APPROACH TO SHORT TERM LOAD

FORECASTING

Mrs. J. P. Rothe

Deptt of Electrical Engg, SVPCET, Nagpur.

Dr. A. K. Wadhwani

,

MITS, Gwalior.

Dr. S. Wadhwani

,

MITS, Gwalior.

Abstract: The forecasting of electricity demand has become one of the major research fields in Electrical Engineering. In recent years, much research has been carried out on the application of artificial intelligence techniques to the Load-Forecasting problem. Various Artificial Intelligence (AI) techniques used for load forecasting are Expert systems, Fuzzy, Genetic Algorithm, Artificial Neural Network (ANN). This research work is an attempt to apply hybrid and integrated effort to forecast load. Regression, Fuzzy and Neural along with Genetic Algorithm will empower the analysts to strongly forecast fairly accurate load demand on hourly base.

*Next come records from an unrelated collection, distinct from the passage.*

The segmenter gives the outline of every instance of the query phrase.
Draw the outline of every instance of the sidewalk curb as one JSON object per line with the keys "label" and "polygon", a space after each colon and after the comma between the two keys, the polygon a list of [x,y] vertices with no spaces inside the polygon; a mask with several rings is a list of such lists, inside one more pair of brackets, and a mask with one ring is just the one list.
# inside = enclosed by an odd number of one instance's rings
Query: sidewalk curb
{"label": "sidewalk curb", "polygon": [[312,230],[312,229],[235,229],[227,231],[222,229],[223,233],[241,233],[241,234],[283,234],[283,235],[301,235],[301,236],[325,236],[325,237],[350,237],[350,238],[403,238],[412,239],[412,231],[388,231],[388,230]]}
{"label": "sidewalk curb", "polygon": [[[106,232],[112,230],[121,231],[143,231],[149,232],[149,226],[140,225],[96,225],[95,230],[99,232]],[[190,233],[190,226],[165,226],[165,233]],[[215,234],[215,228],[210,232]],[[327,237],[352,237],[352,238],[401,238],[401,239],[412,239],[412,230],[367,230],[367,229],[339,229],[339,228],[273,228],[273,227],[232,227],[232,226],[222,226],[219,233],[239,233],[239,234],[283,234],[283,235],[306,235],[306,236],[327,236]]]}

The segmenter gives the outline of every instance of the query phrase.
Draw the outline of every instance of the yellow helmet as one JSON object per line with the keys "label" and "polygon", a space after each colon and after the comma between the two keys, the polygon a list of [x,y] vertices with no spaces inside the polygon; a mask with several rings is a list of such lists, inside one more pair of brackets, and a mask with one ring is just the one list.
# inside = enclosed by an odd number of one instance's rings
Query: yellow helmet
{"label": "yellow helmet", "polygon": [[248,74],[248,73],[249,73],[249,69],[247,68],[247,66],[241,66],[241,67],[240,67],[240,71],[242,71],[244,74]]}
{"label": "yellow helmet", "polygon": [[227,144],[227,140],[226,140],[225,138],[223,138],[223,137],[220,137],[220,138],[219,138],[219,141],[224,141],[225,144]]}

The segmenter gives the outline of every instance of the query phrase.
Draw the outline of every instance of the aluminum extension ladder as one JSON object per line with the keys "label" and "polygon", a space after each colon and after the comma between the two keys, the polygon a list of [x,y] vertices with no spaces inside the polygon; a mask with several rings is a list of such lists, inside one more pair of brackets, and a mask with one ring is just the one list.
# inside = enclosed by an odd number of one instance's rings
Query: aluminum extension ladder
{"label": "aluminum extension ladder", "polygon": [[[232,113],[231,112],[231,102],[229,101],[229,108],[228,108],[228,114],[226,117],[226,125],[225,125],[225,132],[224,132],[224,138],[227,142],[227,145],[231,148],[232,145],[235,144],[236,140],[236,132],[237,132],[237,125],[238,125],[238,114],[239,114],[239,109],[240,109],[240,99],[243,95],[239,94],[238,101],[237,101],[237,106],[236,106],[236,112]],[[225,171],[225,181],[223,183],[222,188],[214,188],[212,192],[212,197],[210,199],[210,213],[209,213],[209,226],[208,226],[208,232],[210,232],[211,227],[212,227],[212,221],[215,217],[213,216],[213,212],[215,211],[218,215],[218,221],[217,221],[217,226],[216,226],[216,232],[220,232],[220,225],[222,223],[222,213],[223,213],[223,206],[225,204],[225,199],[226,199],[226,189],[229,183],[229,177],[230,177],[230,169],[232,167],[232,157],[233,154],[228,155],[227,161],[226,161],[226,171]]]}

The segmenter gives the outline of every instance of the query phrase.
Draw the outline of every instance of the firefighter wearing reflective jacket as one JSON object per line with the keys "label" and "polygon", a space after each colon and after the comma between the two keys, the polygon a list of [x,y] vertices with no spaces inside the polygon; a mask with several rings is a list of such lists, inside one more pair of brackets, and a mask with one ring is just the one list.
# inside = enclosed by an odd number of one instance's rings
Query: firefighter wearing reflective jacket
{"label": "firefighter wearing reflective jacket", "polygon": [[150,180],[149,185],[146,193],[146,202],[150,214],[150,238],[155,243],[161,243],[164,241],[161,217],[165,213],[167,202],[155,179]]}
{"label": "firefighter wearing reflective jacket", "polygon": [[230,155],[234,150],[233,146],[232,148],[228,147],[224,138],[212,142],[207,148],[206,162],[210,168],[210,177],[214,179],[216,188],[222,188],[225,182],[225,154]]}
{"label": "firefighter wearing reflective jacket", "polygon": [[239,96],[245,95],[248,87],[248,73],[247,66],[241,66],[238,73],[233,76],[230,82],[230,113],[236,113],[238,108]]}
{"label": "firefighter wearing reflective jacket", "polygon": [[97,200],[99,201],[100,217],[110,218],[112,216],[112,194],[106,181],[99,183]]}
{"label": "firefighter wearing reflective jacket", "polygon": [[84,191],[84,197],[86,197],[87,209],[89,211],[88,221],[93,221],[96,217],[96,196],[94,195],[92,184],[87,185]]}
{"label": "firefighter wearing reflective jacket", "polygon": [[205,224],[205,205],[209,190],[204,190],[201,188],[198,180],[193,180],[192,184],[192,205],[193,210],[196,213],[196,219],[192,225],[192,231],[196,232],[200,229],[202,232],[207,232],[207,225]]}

Keywords: short term load forecasting, artificial neural network, genetic algorithm, fuzzy systems, regression method.

1. INTRODUCTION

With the skyrocketing growth of power system networks and the increase in their complexity, many factors have become influential in electric power generation, demand or load management. Load forecasting in one of the critical factors for economic operation of power systems. Forecasting of future loads is also important for network planning, infrastructure development and so on. However, power system load forecasting is a two dimensional concept: consumer based forecasting and utility based forecasting. Thus the significance of each forecast could be handled disjointedly. Consumer based forecasts are used to provide some guidelines to optimize network planning and investments, better manage risk and reduce operational costs. In basic operations for a power generation plant, forecasts are needed to assist planners in making strategic decisions with regards to unit commitment, hydro-thermal co-ordination, interchange evaluation, and security assessments and so on [1]. This type of forecast deals with the total power system loads at a given time, and is normally performed by utility companies.

The techniques used for load forecasting are time series based models, similar-day approach and intelligent system based models. Some of the conventional forecasting methods have major drawbacks especially their inability to map the non-linear characteristic of the load, thus a substitute of classical methods with intelligent system based models is to a great extent essential. Most forecasting models use statistical techniques or artificial intelligence algorithms such as regression, neural networks, fuzzy logic, and expert systems. [9]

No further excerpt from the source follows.